The amount of cash being pulled out of pensions reached its highest level in the second quarter of 2017 since the 2015 pension freedom reforms, HM Revenue & Customs has revealed.

Quarterly statistics published by HM Revenue & Customs today (26 July) showed £1.86bn was withdrawn in the second quarter of 2017.

In total £10.8bn has been withdrawn from pensions since the pension reforms were introduced in April 2015.

Average withdrawals per person were down to £9,300 in the second quarter of 2017 from £11,132 in the same period last year and from £18,571 in the first quarter the freedoms were available.

A total of 200,000 more people used the pension freedoms in the second quarter than in any previous three-month period.

Apart from a spike in the second quarter of 2015 – the first period when pension freedoms were made available – the number of people using the freedoms each quarter has been gradually increasing since they were introduced.

Sir Steve Webb, former pensions minister and director of policy at Royal London, said: “'These figures show that more and more people every quarter are taking advantage of the new pension freedoms.

“From under 100,000 in the second quarter of 2015, the number has more than doubled in two years.

“Any future government would find it politically impossible to reverse this policy which is now a significant part of the retirement planning of large numbers of people.
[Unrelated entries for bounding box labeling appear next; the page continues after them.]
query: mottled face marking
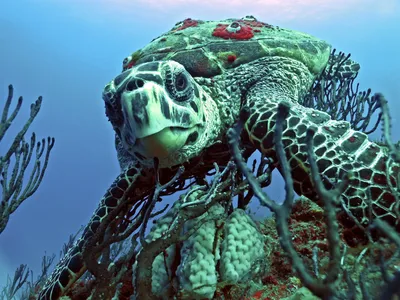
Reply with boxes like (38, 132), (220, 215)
(103, 61), (220, 166)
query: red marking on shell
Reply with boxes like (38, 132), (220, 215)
(174, 18), (199, 31)
(227, 54), (236, 63)
(240, 20), (274, 28)
(213, 24), (254, 40)
(348, 136), (356, 143)
(123, 60), (136, 71)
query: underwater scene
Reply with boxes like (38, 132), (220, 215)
(0, 0), (400, 300)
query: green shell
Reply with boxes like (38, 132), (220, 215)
(123, 16), (330, 77)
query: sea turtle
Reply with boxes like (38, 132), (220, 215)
(39, 16), (398, 300)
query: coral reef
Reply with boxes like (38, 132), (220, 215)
(0, 33), (400, 300)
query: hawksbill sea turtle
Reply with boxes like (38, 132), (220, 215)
(38, 16), (399, 300)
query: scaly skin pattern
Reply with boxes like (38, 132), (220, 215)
(38, 164), (150, 300)
(39, 17), (399, 300)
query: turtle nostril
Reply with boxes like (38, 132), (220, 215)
(126, 78), (144, 92)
“The priority for regulators must be to ensure that people are given the right guidance and advice to make best use of these freedoms.”

The amount of money being withdrawn has gone through peaks and troughs – with the previous record in the second quarter of 2016 being £1.77bn – but has been steadily increasing since the third quarter of 2016.

Earlier this month the Financial Conduct Authority published a paper into retirement outcomes which exposed a number of failings following the pension reforms.

These included consumers who accessed their pots early without taking advice typically following the “path of least resistance”, accepting drawdown from their current pension provider without shopping around.

It also found that more than half (52 per cent) of fully withdrawn pots were not spent but were moved into other savings or investments, including cash Isas.

Meanwhile providers were continuing to withdraw from the open annuity market which could bring a risk of weakened competition over time.

Stephen Lowe, group communications director at Just, said the HMRC figures back up the FCA's statement that taking pension money early has become the ‘new norm’.

Mr Lowe said: “We still lack evidence to know whether this level of withdrawal is healthy or should be worrying.

"The FCA’s research found many people who thought they were doing the right thing by taking pension money had a ‘penny drop’ moment and questioned their decision when confronted with facts about life expectancy and the size of fund needed to deliver even a basic retirement income.

“The FCA noted that information delivered face-to-face was likely to be most effective at preventing people from acting first and thinking later.

"There is a strong case for defaulting people into impartial free guidance unless they specifically opt out, particularly where it is delivered through personal interaction with a specialist rather than just as a leaflet or checklist.”